El primer encuentro con el Gauchito Gil fue al día siguiente de nuestra llegada a Buenos Aires. Paseábamos por los alrededores del Barrio de Boca y nos llamó la atención una pequeña capilla adornada con pañuelos rojos, velas y algunas botellas, cuando nos acercamos vimos también un gran mural pintado con la figura de un gaucho y que estaba dedicado a un tal Antonio Gil. Me aproximé a una mujer que estaba arreglando el altarcito junto a su hijo, un niño de unos cinco años realmente preocupado porque no se apagaran las velas que ardían frente a la estatua, y le pregunté quien era Antonio Gil. Después de contarme toda la historia me dijo que, justamente ese día, 8 de enero, era el aniversario de su muerte. Hasta entonces, yo nunca había oído hablar de este personaje, por cierto muy popular en Argentina, pero a partir de este momento nos acompañó a lo largo del viaje por las carreteras de todo el país.
Como del relato me acuerdo sólo a grandes rasgos, he buscado algo de información sobre esta figura que, según parece, tiene su fundamento histórico en un gaucho de finales del siglo XIX llamado Antonio Mamerto Gil. Sobre su vida y muerte debe haber diferentes versiones, pero la que me contó esta mujer era más o menos así. Al Gauchito Gil lo habían reclutado para combatir, como no quería derramar sangre desertó y fue perseguido. Cuando lo capturaron e iban a ejecutarlo le suplicó a su asesino, un sargento del ejército, que no lo hiciera que iba a llegar una carta que demostraría su inocencia. Éste no lo escuchó, pero antes de morir, el Gauchito le dijo que cuando esta misiva llegara tendría también noticias de que su hijo estaba gravemente enfermo, que le rezara y que su hijo se salvaría. Al llegar a casa el sargento encontró a su hijo moribundo, rezó al Gauchito Gil y éste se curó.
Quizás porque nuestro viaje coincidió con las fechas de su aniversario, lo cierto es que tras esta primera aproximación, encontrábamos pequeños santuarios del Gauchito Gil por todas partes. Kilómetros de nada y de repente unos puntos rojos a lo lejos dando una nota de color a la estepa patagónica. No he llegado a saber porqué se le identifica con el rojo, pero cuando veía las banderolas en el horizonte pensaba, "entramos de nuevo en el territorio del Gauchito Gil".
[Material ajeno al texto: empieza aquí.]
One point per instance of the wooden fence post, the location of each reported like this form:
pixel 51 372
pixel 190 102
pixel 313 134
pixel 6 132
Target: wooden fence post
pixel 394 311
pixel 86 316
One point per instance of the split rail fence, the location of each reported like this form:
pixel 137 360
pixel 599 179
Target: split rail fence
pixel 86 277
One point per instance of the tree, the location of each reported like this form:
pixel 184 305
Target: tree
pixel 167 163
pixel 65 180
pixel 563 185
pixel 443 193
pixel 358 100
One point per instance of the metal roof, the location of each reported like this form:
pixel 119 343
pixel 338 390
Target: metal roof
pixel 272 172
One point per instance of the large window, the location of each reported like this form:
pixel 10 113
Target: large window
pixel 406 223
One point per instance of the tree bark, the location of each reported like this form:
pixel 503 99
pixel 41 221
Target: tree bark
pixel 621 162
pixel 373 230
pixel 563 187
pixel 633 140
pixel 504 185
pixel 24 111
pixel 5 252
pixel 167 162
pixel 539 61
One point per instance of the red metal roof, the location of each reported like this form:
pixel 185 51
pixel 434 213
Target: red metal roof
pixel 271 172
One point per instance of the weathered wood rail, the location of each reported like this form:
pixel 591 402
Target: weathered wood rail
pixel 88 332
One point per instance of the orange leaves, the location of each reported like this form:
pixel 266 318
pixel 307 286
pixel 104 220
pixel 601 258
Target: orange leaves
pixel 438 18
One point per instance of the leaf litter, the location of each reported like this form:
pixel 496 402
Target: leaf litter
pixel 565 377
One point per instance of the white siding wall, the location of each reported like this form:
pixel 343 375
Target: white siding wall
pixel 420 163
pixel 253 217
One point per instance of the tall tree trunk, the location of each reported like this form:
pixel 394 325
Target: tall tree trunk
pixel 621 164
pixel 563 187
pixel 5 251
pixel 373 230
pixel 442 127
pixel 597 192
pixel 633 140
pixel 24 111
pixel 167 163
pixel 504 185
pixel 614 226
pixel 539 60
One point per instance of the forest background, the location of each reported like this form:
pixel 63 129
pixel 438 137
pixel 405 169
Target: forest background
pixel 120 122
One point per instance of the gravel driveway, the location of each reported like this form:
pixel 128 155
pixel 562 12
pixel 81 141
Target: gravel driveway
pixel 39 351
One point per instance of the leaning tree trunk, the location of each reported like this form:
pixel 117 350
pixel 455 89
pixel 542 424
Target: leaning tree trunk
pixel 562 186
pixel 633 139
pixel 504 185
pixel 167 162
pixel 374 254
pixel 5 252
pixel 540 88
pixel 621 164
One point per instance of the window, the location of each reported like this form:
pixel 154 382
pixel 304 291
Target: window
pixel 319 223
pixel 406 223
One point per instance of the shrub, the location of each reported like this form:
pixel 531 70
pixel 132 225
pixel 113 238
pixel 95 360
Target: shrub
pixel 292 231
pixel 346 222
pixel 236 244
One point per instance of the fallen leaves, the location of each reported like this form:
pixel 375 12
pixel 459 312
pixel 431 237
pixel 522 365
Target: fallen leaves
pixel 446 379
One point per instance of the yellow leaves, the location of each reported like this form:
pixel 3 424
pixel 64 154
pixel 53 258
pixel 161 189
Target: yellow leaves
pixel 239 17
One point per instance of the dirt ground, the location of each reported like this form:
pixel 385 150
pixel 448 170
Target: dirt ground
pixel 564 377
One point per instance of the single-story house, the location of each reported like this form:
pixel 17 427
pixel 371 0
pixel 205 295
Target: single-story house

A la Difunta Correa la descubrimos más tarde, en el Calafate, próxima a las cuevas del Wualichu. De este personaje, que tampoco conocíamos la historia, nos llamó la atención la gran cantidad de botellas de agua que se amontonaban alrededor del improvisado santuario. En el interior de la capillita, rodeando a la imagen de una mujer tendida con un niño y que estaba medio cubierta por la cera derretida de las velas, había un poco de todo: flores de plástico, sandalias, fotos, guirnaldas de Navidad, hasta un bigudí, por citar algún objeto que me resultara extraño. En principio, pensé que se trataba de una ahogada, me recordó la imagen de la Ofelia de Millais, pero con niño, y deduje que ese debía de ser el motivo por el que en su altar predominaba el color azul y le llevaban las garrafas de agua. Nada que ver. La Difunta Correa es otro de los personajes populares del país, aunque parece que también tiene numerosos devotos en Chile. Por su complejidad esta leyenda la transcribo directamente de Wikipedia.
Deolinda Correa -ó Dalinda Antonia Correa, según el nombre con el cual aparece mencionada en el relato más antiguo (Chertudi y Newbery, 1978)-, fue una mujer cuyo marido, Clemente Bustos, fue reclutado forzosamente hacia 1840, durante las guerras civiles entre unitarios y federales. A su paso por la aldea de Tama provincia de La Rioja -donde vivía la familia-, la soldadesca de Facundo Quiroga, que viajaba rumbo a San Juan, obligó al marido de Deolinda, a unirse a las montoneras, lo que hizo que Deolinda, angustiada por la enfermedad de su marido, deseosa de reunirse con él en San Juan y de pedir clemencia a Facundo Quiroga conocido como el Tigre de los Llanos, tomara a su hijo lactante y siguiera las huellas de la tropa por los desiertos de la provincia de San Juan, Argentina llevando consigo sólo algunas provisiones de pan y charque y dos chifles de agua. Cuando se le terminó el agua de los chifles, Deolinda se estrechó a su hijito junto a su pecho y se cobijó debajo de la sombra de un algarrobo; allí murió a causa de la sed, el hambre y el agotamiento. Sin embargo, cuando los arrieros riojanos Tomás Nicolás Romero, Rosauro Ávila y Jesús Nicolás Orihuela, pasaron por el lugar al día siguiente y encontraron el cadáver de Deolinda, su hijito seguía vivo, amamantándose de sus pechos, milagrosamente vivos.